From beneath the table, Malaria’s stocking foot slid beneath her skirts and up her inner thigh. Simta’s breath caught. Surely he wouldn’t— not in public— not when—
In mid-thought, his toe found her sweet ache and started making slow circular motions. Simta moaned long and low before she could stop the sound escaping. She moved her hips in a grinding rhythm against his foot. For several moments it seemed as if no others were within the inn but the two of them. As suddenly as he had started, he stopped. His foot trailed back down her inner thigh, leaving behind a horrible need.
“Simta, let me take you upstairs and show you all the benefits of being your own woman, of having full control of how your life is run.” With a smooth fluid motion, Malaria rose and moved around the table to help her from her chair.
Strong arms circled her waist and pulled her close. Simta felt small next to his much taller stature. Malaria stood easily over six feet, but, instead of feeling uncomfortable and awkward like she would have with Charmaine, Simta’s body seemed tailor fitted for him.
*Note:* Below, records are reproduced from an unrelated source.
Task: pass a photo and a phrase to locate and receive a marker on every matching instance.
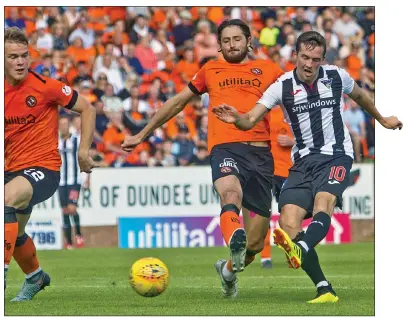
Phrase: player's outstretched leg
(325, 292)
(80, 241)
(228, 279)
(234, 235)
(10, 236)
(67, 230)
(266, 258)
(25, 255)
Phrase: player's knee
(289, 222)
(324, 202)
(231, 197)
(15, 198)
(255, 243)
(71, 209)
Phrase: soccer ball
(149, 277)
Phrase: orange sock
(249, 259)
(229, 222)
(266, 252)
(25, 254)
(10, 237)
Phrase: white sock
(322, 283)
(228, 275)
(33, 273)
(304, 245)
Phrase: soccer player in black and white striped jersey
(70, 182)
(312, 100)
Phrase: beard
(236, 58)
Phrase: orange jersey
(239, 85)
(281, 154)
(31, 122)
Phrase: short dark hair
(15, 35)
(233, 22)
(311, 39)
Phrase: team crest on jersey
(256, 71)
(327, 83)
(31, 101)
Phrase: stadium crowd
(127, 61)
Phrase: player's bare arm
(363, 100)
(171, 107)
(244, 122)
(88, 119)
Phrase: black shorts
(69, 194)
(253, 166)
(277, 186)
(313, 174)
(44, 183)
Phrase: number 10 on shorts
(337, 174)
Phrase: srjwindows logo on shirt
(232, 82)
(306, 107)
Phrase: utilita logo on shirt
(19, 120)
(306, 107)
(232, 82)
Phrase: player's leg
(73, 198)
(266, 253)
(44, 184)
(228, 179)
(67, 227)
(330, 179)
(17, 195)
(257, 227)
(230, 192)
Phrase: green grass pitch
(95, 282)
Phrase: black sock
(76, 219)
(312, 267)
(67, 228)
(316, 231)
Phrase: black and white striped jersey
(315, 112)
(70, 170)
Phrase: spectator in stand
(83, 32)
(45, 41)
(183, 31)
(46, 63)
(112, 103)
(14, 20)
(83, 73)
(183, 147)
(145, 54)
(354, 119)
(270, 33)
(139, 29)
(205, 42)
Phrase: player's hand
(285, 140)
(131, 142)
(391, 122)
(86, 163)
(226, 113)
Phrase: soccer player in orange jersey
(32, 160)
(242, 165)
(281, 142)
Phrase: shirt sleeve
(272, 96)
(198, 83)
(348, 81)
(61, 94)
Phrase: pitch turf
(95, 282)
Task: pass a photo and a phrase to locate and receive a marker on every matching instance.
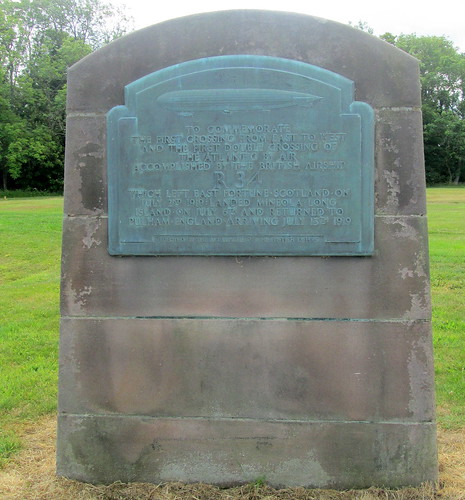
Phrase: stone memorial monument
(245, 286)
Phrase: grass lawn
(30, 236)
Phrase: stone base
(104, 449)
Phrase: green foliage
(442, 73)
(30, 236)
(39, 40)
(446, 209)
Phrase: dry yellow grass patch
(31, 476)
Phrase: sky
(446, 18)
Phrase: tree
(442, 73)
(39, 40)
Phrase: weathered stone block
(271, 369)
(391, 284)
(233, 451)
(310, 371)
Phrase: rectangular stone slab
(234, 451)
(302, 370)
(336, 287)
(274, 369)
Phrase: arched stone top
(97, 82)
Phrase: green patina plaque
(241, 155)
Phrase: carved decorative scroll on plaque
(241, 155)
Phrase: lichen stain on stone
(302, 471)
(389, 146)
(421, 387)
(91, 226)
(393, 190)
(417, 306)
(406, 273)
(418, 270)
(89, 160)
(404, 230)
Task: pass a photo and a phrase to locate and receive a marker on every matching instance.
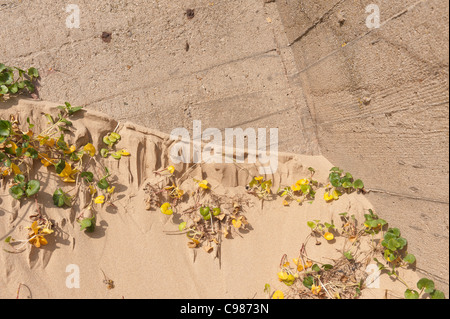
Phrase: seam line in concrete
(374, 190)
(357, 39)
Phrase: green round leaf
(316, 268)
(60, 166)
(88, 176)
(411, 294)
(204, 211)
(327, 267)
(426, 284)
(116, 156)
(104, 152)
(358, 184)
(217, 211)
(16, 192)
(182, 226)
(5, 127)
(410, 259)
(33, 188)
(103, 184)
(60, 198)
(106, 140)
(335, 179)
(437, 295)
(88, 224)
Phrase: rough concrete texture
(163, 69)
(379, 100)
(374, 102)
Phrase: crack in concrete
(315, 24)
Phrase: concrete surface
(379, 100)
(374, 102)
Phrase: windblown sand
(131, 245)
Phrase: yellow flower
(46, 160)
(203, 184)
(336, 194)
(92, 190)
(286, 278)
(170, 169)
(236, 223)
(89, 149)
(166, 209)
(278, 295)
(316, 289)
(15, 169)
(328, 197)
(175, 191)
(124, 153)
(328, 236)
(37, 235)
(71, 150)
(50, 142)
(282, 276)
(302, 182)
(99, 200)
(68, 174)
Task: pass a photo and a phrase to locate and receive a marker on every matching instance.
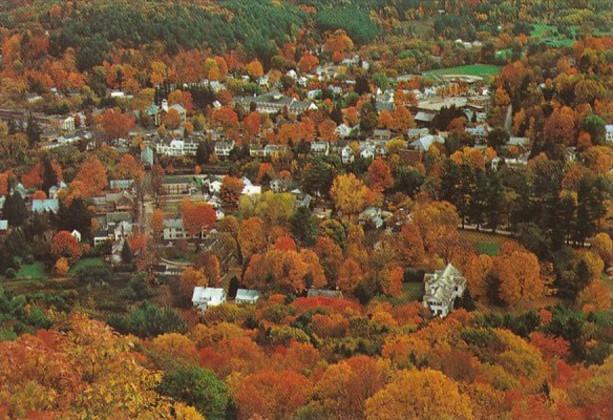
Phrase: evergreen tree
(50, 178)
(14, 209)
(126, 253)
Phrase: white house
(67, 124)
(247, 296)
(609, 133)
(76, 234)
(442, 288)
(320, 148)
(347, 155)
(204, 297)
(223, 148)
(424, 143)
(177, 148)
(343, 131)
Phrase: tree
(345, 387)
(379, 175)
(172, 119)
(90, 179)
(197, 217)
(350, 275)
(349, 194)
(231, 189)
(190, 278)
(116, 124)
(271, 394)
(157, 221)
(419, 394)
(254, 69)
(65, 245)
(199, 388)
(391, 281)
(519, 274)
(14, 209)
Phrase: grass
(87, 263)
(550, 36)
(487, 71)
(36, 270)
(484, 243)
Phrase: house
(67, 124)
(121, 184)
(177, 148)
(442, 288)
(424, 143)
(609, 133)
(274, 102)
(177, 107)
(415, 133)
(178, 185)
(372, 216)
(343, 131)
(47, 205)
(204, 297)
(146, 156)
(324, 293)
(321, 148)
(347, 155)
(247, 296)
(76, 234)
(224, 148)
(380, 135)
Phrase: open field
(484, 242)
(487, 71)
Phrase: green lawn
(486, 71)
(484, 243)
(550, 36)
(87, 263)
(35, 270)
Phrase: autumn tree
(379, 175)
(255, 69)
(90, 179)
(419, 394)
(231, 189)
(271, 394)
(349, 194)
(519, 277)
(391, 281)
(197, 217)
(116, 124)
(350, 275)
(345, 387)
(65, 245)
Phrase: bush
(199, 388)
(148, 320)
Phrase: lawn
(549, 35)
(487, 71)
(36, 270)
(87, 263)
(484, 243)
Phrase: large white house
(177, 148)
(442, 288)
(204, 297)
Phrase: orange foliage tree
(197, 216)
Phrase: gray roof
(247, 294)
(324, 293)
(48, 205)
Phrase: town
(375, 214)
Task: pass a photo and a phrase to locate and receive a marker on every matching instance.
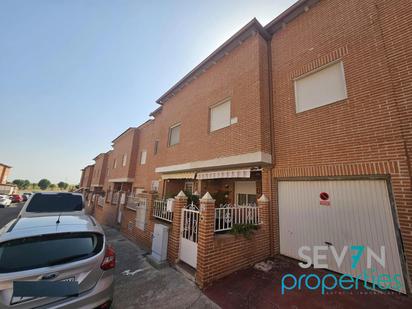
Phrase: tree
(26, 184)
(44, 184)
(18, 183)
(63, 185)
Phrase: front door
(189, 235)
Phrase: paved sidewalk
(146, 286)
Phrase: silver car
(58, 261)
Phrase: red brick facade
(367, 134)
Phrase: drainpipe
(272, 148)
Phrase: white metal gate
(339, 213)
(189, 235)
(141, 213)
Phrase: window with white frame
(320, 87)
(188, 187)
(155, 185)
(143, 156)
(220, 116)
(174, 135)
(124, 161)
(245, 193)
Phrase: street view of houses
(276, 172)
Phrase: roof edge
(253, 25)
(289, 14)
(124, 132)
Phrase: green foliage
(21, 184)
(44, 184)
(220, 197)
(63, 185)
(26, 184)
(18, 183)
(192, 198)
(246, 230)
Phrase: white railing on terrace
(160, 210)
(100, 201)
(228, 215)
(115, 198)
(134, 201)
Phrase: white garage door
(357, 212)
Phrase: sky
(74, 74)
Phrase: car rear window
(55, 203)
(48, 250)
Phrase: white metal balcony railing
(132, 202)
(160, 211)
(100, 201)
(228, 215)
(115, 198)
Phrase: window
(143, 155)
(246, 199)
(320, 87)
(220, 116)
(60, 202)
(156, 147)
(17, 255)
(188, 187)
(174, 135)
(155, 186)
(137, 191)
(124, 161)
(245, 192)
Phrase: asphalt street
(9, 213)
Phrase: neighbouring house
(86, 178)
(6, 188)
(302, 127)
(99, 172)
(4, 173)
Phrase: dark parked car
(15, 198)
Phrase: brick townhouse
(86, 177)
(307, 119)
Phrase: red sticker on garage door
(324, 199)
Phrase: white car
(5, 201)
(52, 203)
(55, 262)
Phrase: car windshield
(48, 250)
(55, 203)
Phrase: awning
(243, 173)
(179, 176)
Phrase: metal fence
(100, 201)
(115, 198)
(160, 210)
(228, 215)
(132, 202)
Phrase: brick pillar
(149, 216)
(272, 212)
(263, 204)
(206, 238)
(174, 234)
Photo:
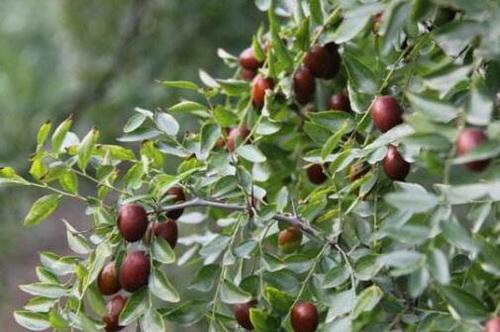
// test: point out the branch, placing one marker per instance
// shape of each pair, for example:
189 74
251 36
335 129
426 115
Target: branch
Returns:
287 218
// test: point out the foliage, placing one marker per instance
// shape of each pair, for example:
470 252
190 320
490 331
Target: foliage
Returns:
377 254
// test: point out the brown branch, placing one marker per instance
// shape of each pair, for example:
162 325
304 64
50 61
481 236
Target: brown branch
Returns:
283 217
130 32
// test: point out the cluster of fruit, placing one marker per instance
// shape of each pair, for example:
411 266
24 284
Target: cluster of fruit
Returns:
134 225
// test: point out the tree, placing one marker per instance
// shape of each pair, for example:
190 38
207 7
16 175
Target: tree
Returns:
357 218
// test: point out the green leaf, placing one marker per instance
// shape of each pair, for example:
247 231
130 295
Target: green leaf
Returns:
134 122
167 123
232 294
262 321
32 321
335 277
161 287
135 307
210 133
234 87
206 278
86 147
181 85
251 153
455 36
367 300
333 141
42 209
44 289
395 18
434 109
152 321
60 134
438 266
162 252
465 304
411 197
69 181
43 133
187 106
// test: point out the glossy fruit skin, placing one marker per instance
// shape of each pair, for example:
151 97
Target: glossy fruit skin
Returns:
468 140
304 317
260 85
249 61
134 271
247 74
315 174
304 85
107 281
241 312
289 239
323 61
113 309
492 325
177 195
236 136
340 102
168 231
386 113
395 166
132 222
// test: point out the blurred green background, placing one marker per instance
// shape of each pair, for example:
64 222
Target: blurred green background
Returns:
96 59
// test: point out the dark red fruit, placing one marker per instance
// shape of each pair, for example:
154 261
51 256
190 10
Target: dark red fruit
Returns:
167 230
340 102
260 85
236 136
175 195
249 61
247 74
493 325
289 239
315 174
395 166
386 113
242 314
323 61
304 317
304 85
108 280
132 222
134 271
468 140
113 309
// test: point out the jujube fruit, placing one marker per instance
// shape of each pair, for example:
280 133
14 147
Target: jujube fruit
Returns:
113 309
339 102
134 272
167 230
175 195
304 317
323 61
108 280
492 325
260 85
386 113
315 174
249 61
247 74
304 85
289 239
395 166
468 140
241 312
132 222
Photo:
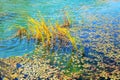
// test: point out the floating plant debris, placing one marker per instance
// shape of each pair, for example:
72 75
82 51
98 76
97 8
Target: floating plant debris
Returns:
67 40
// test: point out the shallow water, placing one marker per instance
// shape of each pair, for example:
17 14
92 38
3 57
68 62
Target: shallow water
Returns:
92 14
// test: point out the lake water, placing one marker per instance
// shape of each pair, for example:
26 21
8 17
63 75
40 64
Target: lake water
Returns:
92 13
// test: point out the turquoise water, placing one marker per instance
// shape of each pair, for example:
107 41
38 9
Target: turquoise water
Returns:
83 12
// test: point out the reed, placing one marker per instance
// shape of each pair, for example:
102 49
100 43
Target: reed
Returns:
46 34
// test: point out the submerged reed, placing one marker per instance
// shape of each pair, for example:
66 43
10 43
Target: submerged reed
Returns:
47 34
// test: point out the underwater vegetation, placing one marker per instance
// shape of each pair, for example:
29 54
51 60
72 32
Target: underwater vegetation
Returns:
47 35
79 64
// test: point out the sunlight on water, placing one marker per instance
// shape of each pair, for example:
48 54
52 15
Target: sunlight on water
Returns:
84 13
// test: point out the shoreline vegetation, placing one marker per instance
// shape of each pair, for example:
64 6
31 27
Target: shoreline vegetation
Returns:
46 63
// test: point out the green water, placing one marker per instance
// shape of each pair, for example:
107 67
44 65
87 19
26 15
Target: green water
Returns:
83 13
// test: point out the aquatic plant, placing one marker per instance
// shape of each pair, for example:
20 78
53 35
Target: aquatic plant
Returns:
47 34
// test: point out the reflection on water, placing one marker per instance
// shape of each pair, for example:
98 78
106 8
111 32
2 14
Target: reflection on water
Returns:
94 14
15 47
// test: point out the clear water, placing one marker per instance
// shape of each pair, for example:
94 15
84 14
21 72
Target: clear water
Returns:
15 12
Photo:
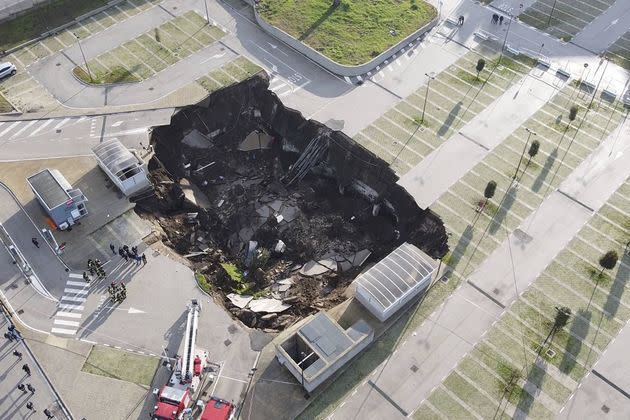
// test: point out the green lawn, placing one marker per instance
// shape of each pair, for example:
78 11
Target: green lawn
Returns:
41 19
121 365
353 33
5 106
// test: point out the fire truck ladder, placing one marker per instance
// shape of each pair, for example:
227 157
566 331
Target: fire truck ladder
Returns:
188 357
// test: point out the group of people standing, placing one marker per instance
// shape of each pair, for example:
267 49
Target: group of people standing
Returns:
129 254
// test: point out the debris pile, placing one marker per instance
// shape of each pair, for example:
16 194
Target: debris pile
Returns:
279 214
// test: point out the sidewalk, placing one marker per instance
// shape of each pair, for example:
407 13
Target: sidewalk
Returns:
394 390
428 180
13 404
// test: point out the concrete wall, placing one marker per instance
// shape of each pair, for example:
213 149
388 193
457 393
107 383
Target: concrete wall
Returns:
371 304
332 66
310 383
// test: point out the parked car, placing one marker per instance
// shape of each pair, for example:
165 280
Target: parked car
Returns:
7 69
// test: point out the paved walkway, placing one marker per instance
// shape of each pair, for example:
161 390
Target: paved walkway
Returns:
433 350
13 403
433 176
598 35
605 392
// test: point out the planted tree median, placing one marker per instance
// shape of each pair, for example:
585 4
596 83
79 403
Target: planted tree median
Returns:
351 32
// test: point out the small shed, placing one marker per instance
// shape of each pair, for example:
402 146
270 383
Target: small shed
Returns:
320 347
395 280
124 168
63 204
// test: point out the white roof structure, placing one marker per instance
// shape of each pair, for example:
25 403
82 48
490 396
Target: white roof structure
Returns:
394 280
125 169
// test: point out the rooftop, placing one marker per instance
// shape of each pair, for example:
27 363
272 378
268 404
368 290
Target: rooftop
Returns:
120 161
394 275
49 188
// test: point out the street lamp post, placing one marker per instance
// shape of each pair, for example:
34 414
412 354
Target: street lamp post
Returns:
551 13
530 133
205 3
506 35
83 55
424 106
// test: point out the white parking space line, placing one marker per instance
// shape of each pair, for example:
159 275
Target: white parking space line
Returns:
61 124
76 291
63 331
75 283
9 128
68 323
68 314
40 128
71 307
73 299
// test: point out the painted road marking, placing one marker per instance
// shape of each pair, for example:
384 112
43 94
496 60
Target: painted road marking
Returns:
75 283
68 323
61 124
73 299
6 130
71 307
68 314
63 331
40 128
76 291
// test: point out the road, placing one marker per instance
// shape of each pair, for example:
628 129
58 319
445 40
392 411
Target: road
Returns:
435 348
72 136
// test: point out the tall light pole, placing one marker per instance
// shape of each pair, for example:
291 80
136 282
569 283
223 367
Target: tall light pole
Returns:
505 39
530 133
205 3
83 55
551 13
424 106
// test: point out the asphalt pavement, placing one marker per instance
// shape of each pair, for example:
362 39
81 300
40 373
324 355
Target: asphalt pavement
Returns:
14 403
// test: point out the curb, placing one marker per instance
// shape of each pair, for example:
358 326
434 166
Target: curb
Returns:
62 27
9 315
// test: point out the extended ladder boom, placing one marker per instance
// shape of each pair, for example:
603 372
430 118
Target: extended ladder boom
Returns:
188 356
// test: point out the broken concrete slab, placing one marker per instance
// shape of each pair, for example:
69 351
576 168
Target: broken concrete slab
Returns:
194 195
240 301
360 257
315 268
197 140
268 305
256 140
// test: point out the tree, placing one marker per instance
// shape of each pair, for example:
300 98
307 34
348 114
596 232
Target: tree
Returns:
533 151
572 113
563 314
488 193
481 63
608 261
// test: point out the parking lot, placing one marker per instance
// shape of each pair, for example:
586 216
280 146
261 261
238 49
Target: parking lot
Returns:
619 51
499 375
23 91
455 97
151 52
568 18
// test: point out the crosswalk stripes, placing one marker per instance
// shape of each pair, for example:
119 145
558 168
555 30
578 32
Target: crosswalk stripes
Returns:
67 320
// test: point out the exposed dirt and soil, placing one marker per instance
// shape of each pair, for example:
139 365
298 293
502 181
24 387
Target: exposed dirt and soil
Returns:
289 219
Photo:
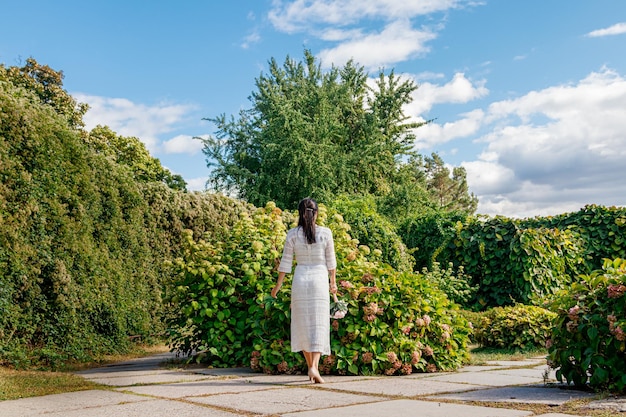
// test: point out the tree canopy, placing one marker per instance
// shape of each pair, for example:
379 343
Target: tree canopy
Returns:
323 134
313 133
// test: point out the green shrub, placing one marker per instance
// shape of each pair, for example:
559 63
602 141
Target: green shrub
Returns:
398 322
456 285
514 327
588 342
373 230
428 234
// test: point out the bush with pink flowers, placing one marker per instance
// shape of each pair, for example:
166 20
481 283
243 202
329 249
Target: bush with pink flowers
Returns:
588 342
395 323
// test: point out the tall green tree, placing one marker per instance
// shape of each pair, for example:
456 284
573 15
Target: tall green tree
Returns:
47 85
313 133
449 191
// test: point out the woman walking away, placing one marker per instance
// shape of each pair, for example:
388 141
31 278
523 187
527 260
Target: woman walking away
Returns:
314 251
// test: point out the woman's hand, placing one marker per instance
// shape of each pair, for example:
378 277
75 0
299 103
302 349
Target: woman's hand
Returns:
275 290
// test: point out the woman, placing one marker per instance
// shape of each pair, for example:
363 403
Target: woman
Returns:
314 251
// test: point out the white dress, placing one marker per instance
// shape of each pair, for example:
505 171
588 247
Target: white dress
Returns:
310 298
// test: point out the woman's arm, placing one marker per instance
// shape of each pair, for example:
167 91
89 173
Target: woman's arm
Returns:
333 280
279 283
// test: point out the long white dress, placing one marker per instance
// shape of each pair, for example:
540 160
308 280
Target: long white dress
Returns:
310 298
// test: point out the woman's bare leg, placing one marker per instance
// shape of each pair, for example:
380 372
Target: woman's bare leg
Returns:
315 360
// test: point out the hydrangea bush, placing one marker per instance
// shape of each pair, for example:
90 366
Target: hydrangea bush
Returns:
520 327
395 323
588 342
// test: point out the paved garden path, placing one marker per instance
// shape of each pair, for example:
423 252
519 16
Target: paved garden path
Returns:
147 387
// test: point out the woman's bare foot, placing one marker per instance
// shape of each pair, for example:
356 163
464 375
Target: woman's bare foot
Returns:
315 376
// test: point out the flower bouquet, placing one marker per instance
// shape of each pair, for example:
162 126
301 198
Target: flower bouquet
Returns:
338 308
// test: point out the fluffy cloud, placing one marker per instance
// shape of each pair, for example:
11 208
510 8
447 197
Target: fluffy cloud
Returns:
458 90
349 24
197 184
559 148
397 42
616 29
183 144
132 119
306 15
She felt protected, wanted, and dare she say, needed?
Leaning down, he pressed his lips to hers. Simta only briefly worried about being seen kissing him. Worries about her peers no longer existed. Soft lips teased at her mouth, taking all her concerns away. Who cared if anyone saw them? After tonight, she would be her own woman, have her own grand house, and maybe even start her own House. The rest of them, her father along with his family and friends, could just bugger off.